[Haskell-cafe] debugging memory corruption

Sun Dec 2 10:02:25 CET 2012

Thanks for the response.

On Sat, Dec 1, 2012 at 5:23 PM, Alexander Kjeldaas
<alexander.kjeldaas at gmail.com> wrote:
>
> What I've mostly done in similar circumstances (jni)
>
> 1. Create an interface (virtual functions or template) for the FFI in C++
> that covers everything you use. Then create one test implementation and one
> real implementation. The test implementation must allocate resources
> whenever the real FFI does so. Doing memory allocation works. This makes it
> possible to test all your FFI in C++ using valgrind.

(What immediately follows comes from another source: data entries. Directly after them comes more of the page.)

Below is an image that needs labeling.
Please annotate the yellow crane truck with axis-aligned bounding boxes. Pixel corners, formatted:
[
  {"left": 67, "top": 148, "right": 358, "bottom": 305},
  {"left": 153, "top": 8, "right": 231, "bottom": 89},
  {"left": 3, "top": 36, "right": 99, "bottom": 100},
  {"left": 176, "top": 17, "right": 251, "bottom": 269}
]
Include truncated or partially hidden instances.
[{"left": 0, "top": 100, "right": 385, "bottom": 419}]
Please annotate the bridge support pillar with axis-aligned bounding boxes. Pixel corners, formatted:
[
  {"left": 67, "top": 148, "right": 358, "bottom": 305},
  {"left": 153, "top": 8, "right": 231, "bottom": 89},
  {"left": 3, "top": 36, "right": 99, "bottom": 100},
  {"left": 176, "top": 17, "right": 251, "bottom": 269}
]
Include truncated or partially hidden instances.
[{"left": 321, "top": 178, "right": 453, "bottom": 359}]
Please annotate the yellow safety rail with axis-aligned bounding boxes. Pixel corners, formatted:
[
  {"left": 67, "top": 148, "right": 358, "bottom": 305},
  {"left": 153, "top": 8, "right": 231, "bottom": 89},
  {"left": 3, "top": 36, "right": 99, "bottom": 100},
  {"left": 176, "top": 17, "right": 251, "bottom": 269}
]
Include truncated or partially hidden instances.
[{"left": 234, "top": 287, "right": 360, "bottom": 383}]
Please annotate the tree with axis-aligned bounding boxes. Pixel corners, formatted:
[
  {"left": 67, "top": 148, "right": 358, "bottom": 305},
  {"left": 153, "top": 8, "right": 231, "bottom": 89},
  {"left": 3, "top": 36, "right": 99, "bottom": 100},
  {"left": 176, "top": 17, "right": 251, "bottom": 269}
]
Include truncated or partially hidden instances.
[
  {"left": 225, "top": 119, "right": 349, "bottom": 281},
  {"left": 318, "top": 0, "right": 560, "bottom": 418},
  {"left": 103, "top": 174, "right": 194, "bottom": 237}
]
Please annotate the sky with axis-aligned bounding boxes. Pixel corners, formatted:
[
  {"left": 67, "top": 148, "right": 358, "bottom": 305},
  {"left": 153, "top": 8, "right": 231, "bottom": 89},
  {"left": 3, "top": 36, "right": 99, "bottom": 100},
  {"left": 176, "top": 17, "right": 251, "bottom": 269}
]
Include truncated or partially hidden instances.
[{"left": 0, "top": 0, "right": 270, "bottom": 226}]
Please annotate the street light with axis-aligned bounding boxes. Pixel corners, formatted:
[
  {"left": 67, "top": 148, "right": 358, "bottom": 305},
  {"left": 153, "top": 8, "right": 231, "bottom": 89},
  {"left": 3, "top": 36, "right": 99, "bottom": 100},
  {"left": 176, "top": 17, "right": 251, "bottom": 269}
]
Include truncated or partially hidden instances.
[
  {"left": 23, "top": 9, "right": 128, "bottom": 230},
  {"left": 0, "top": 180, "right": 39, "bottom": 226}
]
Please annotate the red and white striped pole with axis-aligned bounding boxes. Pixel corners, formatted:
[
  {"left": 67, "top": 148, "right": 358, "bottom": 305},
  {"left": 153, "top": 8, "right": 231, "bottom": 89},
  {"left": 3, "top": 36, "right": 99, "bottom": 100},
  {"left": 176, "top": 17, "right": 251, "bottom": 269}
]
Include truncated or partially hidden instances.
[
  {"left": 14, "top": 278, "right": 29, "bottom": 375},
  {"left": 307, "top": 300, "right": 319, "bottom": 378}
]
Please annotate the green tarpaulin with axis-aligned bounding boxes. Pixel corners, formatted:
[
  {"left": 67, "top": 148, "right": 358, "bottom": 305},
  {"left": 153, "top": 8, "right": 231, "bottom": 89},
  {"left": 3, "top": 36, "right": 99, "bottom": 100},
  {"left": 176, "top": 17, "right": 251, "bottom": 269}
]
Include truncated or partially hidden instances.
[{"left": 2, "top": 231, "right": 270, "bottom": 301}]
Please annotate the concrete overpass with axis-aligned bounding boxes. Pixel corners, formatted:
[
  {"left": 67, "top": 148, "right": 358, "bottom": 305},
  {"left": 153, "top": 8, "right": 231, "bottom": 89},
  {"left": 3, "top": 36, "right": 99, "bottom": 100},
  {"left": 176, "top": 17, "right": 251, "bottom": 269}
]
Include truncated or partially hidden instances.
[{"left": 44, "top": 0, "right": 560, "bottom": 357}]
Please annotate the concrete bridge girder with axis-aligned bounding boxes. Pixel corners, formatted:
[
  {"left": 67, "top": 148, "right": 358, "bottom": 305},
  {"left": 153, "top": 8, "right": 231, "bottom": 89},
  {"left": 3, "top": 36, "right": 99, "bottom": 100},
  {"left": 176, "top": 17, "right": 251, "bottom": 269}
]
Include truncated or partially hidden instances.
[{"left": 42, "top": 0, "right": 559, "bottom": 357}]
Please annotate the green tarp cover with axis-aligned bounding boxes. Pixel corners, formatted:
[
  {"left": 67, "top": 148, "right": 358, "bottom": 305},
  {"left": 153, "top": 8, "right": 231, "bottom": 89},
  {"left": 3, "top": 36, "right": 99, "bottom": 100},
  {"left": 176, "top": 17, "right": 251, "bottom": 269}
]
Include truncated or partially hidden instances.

If I understand correctly, this sounds like what I was talking about,
i.e. to stub out the C++ side and drive that from haskell to try to
repro.  That way I don't have to have windows popping up and do the
simulation at the level of mouse clicks.  The danger is that it turns
out to be lots of work to implement, but still somehow doesn't
reproduce the problem.  That could happen if the bug is in C++, but
only turns up during manual manipulation.

Or maybe you're talking about the other way around, stub out the
haskell and replace it with C++ and then run that in valgrind?  That
seems unlikely to be helpful, because if the bug is in the haskell FFI
code then rewriting that all in C++ is just going to replace it with
possibly also buggy C++ code.

It seems to me like valgrind just plain doesn't work for haskell,
maybe because the ghc runtime uses its own allocator?  So if the bug
is in haskell I can't find it with valgrind.  If the bug is in C++,
well, I already have a pure C++ version (that talks to the C++
interface in a very simplistic way), and it can run under valgrind,
which doesn't turn up any out of bounds errors.

> 2. Add tracing support to the real implementation and replay support to the
> test implementation.

I'm not sure this would work, since the whole thing is that the bug is
nondeterministic.  I feel like the only way to get it to come out is
to do a bunch of random stuff for a period of time.  It's likely that
whether it happens or not depends on the memory layout for that
particular run, and as far as I know you can't make that consistent.
Or can you?

> 3. Upload to Hackage.

Is the suggestion that people who love debugging hard problems will
swarm out of the woodwork and help me find the problem?  I should be
so lucky :)